Die nach Ihrer Selbstdarstellung „innovativen Fondskonzepte“ der bayerischen SHB-Gruppe sind nicht „mit Sicherheit gut“, sondern für viele Anleger zu einem Alptraum geworden. Die Rechtsanwaltskanzlei Röhlke Rechtsanwälte gibt Ihnen auf dieser Seite einen Überblick über die grundsätzlichen Handlungsmöglichkeiten und über die aktuellen Entwicklungen.

Viele Anleger sind verunsichert und wissen nicht, was zu tun ist.

Dabei haben Gerichte und Rechtsanwälte bereits rechtliche Lösungen im Sinne von Schadensersatzforderungen ausgearbeitet, die noch vielen Anlegern helfen können.

So hat z.B. im Fall des Fonds „SHB Innovative Fondkonzepte GmbH & Co.

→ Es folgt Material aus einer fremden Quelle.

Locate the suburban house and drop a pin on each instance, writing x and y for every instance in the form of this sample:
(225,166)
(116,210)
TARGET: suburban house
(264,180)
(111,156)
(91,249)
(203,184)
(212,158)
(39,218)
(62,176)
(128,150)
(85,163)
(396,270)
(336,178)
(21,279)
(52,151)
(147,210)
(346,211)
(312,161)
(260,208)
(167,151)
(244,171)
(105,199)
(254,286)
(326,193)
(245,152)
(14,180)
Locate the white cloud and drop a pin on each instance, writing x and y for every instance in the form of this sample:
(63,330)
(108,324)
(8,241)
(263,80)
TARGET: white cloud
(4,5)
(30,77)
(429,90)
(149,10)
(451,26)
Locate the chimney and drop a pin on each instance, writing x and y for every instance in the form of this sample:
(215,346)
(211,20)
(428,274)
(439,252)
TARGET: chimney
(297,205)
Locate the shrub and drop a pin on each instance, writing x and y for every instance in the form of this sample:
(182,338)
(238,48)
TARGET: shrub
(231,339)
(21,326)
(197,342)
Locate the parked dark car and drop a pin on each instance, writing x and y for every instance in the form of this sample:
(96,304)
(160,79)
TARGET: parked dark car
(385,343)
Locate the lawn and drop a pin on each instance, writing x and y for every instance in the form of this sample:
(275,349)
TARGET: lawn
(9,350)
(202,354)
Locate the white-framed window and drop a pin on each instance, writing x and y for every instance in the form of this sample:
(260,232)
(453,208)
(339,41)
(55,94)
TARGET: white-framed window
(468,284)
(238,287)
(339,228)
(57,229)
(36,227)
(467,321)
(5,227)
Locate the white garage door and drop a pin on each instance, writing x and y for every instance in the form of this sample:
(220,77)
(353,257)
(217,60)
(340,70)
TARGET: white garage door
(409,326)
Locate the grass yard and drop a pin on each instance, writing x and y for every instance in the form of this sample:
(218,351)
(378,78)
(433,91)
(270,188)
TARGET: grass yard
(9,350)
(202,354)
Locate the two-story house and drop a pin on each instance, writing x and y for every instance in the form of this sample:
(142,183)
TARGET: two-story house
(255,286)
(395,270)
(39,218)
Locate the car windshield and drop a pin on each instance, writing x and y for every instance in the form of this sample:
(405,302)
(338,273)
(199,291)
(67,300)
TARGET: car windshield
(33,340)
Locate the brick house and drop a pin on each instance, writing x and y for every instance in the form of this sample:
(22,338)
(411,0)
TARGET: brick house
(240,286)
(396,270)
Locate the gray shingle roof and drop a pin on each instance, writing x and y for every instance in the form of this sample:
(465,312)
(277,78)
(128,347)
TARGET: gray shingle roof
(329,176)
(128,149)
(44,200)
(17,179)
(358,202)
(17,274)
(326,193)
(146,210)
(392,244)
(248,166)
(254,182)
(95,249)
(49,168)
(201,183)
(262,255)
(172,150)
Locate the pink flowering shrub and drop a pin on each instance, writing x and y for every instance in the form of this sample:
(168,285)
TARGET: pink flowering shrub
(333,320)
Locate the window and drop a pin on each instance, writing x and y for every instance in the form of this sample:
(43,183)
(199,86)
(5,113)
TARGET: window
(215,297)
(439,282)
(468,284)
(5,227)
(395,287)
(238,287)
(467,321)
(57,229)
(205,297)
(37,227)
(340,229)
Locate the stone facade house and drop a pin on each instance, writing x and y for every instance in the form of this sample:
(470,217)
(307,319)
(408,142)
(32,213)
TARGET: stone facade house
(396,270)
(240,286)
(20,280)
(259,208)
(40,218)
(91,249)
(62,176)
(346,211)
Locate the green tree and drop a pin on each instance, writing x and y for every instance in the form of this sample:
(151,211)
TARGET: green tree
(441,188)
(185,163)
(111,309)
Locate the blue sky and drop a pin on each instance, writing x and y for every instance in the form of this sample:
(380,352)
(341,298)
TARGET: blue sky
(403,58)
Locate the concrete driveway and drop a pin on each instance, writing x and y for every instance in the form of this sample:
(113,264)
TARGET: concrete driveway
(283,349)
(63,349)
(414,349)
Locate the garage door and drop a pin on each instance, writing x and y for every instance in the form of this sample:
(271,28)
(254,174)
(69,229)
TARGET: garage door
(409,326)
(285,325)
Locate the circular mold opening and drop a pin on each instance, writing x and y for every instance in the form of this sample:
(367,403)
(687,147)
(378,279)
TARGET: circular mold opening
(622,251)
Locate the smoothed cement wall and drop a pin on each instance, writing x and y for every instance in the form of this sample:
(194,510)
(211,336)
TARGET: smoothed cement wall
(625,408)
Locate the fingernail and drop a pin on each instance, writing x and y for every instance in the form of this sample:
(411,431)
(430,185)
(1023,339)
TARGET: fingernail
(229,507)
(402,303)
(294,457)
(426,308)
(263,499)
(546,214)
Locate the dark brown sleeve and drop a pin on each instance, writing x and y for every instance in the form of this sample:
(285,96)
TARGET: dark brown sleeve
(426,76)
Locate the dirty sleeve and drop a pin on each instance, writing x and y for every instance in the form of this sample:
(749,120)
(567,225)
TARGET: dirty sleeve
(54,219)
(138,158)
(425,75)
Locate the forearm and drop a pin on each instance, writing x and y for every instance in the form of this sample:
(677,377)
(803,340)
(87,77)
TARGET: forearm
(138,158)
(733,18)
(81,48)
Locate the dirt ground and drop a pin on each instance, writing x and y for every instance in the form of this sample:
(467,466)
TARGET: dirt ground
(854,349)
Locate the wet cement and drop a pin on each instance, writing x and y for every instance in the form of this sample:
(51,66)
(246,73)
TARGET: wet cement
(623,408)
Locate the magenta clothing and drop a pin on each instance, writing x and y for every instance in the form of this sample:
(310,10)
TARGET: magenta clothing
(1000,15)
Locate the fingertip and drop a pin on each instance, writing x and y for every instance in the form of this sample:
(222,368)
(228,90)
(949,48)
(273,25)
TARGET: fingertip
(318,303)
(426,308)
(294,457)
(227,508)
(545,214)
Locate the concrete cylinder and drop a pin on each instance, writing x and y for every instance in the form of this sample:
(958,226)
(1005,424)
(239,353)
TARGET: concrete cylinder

Altersvorsorgefonds KG“ (oder wie er sich jetzt nennt: München-Dornach & Köln Fonds GmbH & Co. KG) jetzt das Oberlandesgericht München festgestellt, dass der Fonds zur Altersvorsorge überhaupt nicht geeignet ist. Tatsächlich besteht für die Anleger vielmehr das Risiko eines Totalverlustes. Nach Ansicht des Oberlandesgerichts München in einem anderen Urteil war sogar von Beginn an absehbar, dass eine Liquiditätskrise der Fonds auftreten kann. Und dass, ohne dass es hierbei auf das betrügerische Dazwischentreten der Initiatoren der Frankfurter S& K Gruppe ankam. Die Vorgänge um die Herren Schäfer und Köller beim Erwerb der FIHM Fond- und Immobilienholding München AG sind nur eine weitere Facette in der unglücklichen Entwicklung des als „Immo-Rente“ beworbenen Konzepts vieler SHB-Fonds.

Vorrangig müssen Ansprüche der Anleger gegen die Vertreiber des Kapitalanlagenproduktes beachtet werden. Je nach Art der konkreten Beteiligung an der SHB-Fondgesellschaft ist überdies zu differenzieren zwischen Anlegern, die sich als stille Beteiligte oder aber als Treuhandkommanditisten beteiligt haben.